Watching my two adult daughters as they impressively navigate through life truly inspires me. I love them dearly. One of the greatest moments in my career was the opportunity to perform on the legendary Rhythm and Blues Cruise (#39) in October 2023. It was an incredible experience to network and share the stage with numerous talented artists and meet remarkable personalities. Additionally, the release of "From My Soul" was on the LRBC in the Mexican Riviera. This was an especially thrilling highlight for me.
What do you miss most nowadays from the music of the past?
I long for the classic "flat-footed" singers of yesteryear. Whether they're smooth crooners or intense shouters, there's something special about their style. While I know that such vocalists still exist, it feels like there aren't as many these days. Samara Joy has emerged as one of my new favorites from this generation, as she exudes a Sarah Vaughn vibe while incorporating her beautifully unique style.
What are your hopes and fears for the future of?
I sincerely hope that genuine vocal artistry doesn't succumb to artificial computerized manipulation, as there's a certain warmth and conviction that only a true artist can bring to the forefront. (Marcel Smith / Photo by William Henderson)
"Throughout the years, I've come to realize that my musical journey isn't defined by chart-topping hits or widespread recognition. Instead, it revolves around conveying a meaningful message to a vibrant and diverse community, fostering a music environment that is uplifting, enjoyable, and thought provoking."
If you could change one thing in the musical world and it would become a reality, what would that be?
I would ensure that every person, regardless of their background or financial means, has access to music education and opportunities for musical expression. Music has the power to inspire, unite, and bring joy, and by ensuring universal access to music education and resources, we can unlock the potential of countless individuals who may not otherwise have had the opportunity to explore and develop their musical talents. This could lead to a richer, more diverse musical landscape and bring the myriad benefits of music to a wider segment of the population.
What is the impact of Soul music on the socio-cultural implications? How do you want the music to affect people?
The impact of soul music on socio-cultural implications has been profound, contributing to the advancement of civil rights, cultural expression, musical innovation, and global cultural exchange.
My hope is for Soul music to continue being a powerful force in shaping society and influencing cultural attitudes and movements.
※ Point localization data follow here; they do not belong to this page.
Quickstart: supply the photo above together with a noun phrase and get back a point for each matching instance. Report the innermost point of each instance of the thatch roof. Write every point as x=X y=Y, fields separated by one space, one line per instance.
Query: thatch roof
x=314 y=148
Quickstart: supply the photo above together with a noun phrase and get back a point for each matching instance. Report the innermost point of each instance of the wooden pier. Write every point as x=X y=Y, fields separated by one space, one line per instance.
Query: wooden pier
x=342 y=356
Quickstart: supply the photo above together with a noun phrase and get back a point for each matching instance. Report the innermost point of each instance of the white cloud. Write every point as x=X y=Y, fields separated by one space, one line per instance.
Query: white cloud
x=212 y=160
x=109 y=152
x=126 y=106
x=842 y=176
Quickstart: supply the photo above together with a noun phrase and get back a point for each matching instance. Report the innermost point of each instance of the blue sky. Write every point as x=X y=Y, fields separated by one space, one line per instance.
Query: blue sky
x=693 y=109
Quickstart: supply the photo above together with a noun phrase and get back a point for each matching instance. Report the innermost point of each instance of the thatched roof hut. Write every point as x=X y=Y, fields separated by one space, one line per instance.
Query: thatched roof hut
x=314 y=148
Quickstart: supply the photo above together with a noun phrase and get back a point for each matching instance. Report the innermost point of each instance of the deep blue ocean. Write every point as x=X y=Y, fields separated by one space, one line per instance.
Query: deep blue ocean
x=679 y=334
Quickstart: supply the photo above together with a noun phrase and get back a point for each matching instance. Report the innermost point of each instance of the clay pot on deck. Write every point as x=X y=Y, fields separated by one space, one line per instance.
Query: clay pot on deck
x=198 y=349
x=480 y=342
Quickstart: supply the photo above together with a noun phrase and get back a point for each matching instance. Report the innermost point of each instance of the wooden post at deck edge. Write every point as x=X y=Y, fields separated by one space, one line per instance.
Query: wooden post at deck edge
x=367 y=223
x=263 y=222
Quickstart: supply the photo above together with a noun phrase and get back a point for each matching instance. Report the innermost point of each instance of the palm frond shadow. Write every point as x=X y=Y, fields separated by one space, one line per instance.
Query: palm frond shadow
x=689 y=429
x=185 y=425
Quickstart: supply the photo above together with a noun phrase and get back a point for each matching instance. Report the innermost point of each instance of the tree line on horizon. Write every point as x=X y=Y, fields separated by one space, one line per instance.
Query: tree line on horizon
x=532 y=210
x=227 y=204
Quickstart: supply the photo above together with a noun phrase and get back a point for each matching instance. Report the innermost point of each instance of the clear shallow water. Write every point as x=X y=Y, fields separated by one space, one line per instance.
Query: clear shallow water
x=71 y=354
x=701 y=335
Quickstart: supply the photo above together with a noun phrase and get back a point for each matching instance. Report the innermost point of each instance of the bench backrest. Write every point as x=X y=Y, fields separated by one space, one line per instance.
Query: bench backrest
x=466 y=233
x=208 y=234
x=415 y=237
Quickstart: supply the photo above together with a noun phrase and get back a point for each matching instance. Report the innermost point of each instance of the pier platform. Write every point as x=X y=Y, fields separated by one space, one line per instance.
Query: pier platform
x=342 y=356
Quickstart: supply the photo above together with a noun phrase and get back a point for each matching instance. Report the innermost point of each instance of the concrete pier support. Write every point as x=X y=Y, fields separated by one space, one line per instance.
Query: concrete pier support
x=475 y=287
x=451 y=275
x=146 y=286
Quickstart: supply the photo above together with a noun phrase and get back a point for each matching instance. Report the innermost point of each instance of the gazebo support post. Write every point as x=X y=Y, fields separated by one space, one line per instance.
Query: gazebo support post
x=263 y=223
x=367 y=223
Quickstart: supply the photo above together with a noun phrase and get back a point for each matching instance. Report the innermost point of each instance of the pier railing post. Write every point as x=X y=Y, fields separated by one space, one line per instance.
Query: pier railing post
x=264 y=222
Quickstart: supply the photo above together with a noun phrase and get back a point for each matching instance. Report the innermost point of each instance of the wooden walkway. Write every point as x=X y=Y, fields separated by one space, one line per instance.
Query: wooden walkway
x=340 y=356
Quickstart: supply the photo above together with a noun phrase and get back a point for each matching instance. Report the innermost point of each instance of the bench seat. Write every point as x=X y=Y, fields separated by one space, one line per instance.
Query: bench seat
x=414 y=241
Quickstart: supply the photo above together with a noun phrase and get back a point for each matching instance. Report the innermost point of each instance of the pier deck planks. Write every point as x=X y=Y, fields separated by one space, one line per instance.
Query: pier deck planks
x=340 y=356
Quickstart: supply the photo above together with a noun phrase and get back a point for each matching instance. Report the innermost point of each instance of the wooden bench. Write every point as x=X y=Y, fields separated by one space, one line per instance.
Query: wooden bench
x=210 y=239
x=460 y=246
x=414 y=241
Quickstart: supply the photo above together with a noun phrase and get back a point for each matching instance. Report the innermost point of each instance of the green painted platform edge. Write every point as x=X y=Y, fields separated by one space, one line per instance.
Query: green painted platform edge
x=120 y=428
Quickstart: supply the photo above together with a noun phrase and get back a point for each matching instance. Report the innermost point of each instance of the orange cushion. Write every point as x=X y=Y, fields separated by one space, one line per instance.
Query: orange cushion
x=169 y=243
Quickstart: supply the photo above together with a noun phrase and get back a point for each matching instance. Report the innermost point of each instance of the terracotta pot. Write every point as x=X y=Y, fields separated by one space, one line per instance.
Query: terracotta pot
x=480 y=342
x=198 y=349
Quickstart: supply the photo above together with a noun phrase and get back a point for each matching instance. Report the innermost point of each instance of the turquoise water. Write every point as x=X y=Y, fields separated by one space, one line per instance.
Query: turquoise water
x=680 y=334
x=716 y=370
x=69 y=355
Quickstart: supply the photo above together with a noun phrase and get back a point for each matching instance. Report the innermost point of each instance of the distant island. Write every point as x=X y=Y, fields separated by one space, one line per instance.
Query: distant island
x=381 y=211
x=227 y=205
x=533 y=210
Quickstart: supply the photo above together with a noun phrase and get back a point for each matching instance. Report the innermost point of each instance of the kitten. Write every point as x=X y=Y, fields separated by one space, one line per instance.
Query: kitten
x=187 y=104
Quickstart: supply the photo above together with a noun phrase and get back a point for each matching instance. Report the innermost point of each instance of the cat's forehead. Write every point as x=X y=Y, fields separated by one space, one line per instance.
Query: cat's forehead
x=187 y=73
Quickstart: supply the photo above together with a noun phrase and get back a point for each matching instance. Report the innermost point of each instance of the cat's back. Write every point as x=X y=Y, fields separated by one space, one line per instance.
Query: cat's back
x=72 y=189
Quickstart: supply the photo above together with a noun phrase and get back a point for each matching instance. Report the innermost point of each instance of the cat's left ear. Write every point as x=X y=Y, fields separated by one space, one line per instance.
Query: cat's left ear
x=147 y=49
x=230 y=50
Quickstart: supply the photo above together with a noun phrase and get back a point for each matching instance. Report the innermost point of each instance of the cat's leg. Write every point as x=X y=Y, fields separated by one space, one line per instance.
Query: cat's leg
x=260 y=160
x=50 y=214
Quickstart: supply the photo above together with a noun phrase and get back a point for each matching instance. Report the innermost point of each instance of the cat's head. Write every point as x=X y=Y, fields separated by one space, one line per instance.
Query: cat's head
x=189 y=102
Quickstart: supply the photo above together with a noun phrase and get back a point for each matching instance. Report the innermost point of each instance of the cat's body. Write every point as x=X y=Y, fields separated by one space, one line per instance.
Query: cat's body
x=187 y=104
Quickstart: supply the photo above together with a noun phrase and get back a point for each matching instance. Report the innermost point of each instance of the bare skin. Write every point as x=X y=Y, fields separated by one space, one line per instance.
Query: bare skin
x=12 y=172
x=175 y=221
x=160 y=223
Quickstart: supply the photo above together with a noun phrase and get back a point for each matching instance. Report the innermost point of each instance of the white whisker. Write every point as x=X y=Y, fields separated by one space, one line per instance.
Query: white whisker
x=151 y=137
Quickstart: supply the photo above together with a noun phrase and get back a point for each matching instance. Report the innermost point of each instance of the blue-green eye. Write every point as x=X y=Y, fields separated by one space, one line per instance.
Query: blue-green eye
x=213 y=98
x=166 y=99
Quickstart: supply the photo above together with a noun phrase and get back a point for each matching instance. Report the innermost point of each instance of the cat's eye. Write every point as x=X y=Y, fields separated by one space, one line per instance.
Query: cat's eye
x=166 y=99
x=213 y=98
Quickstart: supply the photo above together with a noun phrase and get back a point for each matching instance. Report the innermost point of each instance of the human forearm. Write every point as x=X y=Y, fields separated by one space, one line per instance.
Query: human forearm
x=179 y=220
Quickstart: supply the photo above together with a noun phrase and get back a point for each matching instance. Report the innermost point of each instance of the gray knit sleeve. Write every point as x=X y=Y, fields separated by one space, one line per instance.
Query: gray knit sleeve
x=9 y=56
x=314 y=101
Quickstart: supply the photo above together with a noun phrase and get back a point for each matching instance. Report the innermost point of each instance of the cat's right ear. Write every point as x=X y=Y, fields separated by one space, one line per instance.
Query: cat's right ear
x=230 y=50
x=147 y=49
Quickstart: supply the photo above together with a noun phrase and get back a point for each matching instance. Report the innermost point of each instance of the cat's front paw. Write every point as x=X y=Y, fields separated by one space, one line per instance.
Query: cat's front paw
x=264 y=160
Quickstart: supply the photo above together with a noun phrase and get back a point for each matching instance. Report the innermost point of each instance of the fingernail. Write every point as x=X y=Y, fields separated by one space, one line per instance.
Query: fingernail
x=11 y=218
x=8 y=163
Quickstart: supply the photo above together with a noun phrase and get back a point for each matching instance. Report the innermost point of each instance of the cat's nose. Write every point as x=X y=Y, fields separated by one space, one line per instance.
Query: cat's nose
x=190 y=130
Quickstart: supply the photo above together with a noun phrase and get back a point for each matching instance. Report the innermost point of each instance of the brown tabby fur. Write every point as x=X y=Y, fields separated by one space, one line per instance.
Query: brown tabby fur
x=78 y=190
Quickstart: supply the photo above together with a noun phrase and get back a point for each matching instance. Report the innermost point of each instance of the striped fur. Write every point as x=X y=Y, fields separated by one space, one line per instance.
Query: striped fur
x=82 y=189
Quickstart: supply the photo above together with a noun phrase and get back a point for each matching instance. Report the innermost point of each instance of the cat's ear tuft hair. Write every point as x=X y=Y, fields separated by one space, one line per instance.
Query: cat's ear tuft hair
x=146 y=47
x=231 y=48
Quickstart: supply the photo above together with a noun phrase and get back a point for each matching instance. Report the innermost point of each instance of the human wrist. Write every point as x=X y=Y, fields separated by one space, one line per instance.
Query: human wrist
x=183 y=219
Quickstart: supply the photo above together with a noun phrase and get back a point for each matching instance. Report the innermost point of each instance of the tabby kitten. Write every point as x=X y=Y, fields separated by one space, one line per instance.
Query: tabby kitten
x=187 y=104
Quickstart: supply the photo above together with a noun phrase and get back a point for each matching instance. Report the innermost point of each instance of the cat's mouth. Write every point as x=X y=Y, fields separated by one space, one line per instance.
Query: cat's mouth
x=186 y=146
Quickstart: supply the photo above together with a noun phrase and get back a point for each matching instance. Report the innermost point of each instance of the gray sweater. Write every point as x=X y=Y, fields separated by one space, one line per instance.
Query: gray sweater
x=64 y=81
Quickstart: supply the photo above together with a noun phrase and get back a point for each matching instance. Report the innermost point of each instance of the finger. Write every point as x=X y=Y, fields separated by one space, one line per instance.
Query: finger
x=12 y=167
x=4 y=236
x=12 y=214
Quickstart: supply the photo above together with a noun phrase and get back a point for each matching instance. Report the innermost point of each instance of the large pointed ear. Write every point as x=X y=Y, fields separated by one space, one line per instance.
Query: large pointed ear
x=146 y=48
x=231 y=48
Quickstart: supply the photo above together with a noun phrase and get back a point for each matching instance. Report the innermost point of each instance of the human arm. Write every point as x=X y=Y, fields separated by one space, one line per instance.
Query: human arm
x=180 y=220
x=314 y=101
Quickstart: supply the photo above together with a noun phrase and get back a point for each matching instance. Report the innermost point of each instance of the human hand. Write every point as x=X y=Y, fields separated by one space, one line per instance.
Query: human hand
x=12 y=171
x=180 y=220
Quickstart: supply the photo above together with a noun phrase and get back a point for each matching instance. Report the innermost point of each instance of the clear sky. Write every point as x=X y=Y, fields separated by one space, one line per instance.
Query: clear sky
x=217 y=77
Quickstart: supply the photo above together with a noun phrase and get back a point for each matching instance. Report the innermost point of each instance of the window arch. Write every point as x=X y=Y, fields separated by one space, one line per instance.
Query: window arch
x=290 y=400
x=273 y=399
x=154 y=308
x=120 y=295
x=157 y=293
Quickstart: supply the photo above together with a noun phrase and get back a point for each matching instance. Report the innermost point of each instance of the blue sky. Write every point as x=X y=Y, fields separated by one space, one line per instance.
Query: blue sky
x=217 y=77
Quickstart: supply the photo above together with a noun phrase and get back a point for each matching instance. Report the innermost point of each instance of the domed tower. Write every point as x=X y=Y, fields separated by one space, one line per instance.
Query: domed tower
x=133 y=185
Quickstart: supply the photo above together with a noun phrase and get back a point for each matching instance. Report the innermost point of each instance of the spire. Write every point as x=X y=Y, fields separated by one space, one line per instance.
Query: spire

What are some of the most important lessons you have learned from your experience in the music paths?
Throughout the years, I've come to realize that my musical journey isn't defined by chart-topping hits or widespread recognition. Instead, it revolves around conveying a meaningful message to a vibrant and diverse community, fostering a music environment that is uplifting, enjoyable, and thought provoking.
John Coltrane said "My music is the spiritual expression of what I am...". How do you understand: spirit, music, and meaning of life? (Marcel Smith / Photo by Bob Cosman)
Understanding the spirit, music, and the meaning of life is a deeply individual journey that often involves introspection, exploration, and the pursuit of personal growth and fulfillment.
It can be shaped by cultural, philosophical, and religious influences, as well as by the unique experiences and perspectives of each individual.
As I sing, I try to connect with the audience as we are collectively in the space ushering in a musical spirit that elevates us together. As I sing, I strive to engage the audience, creating a shared experience that raises our spirits through music.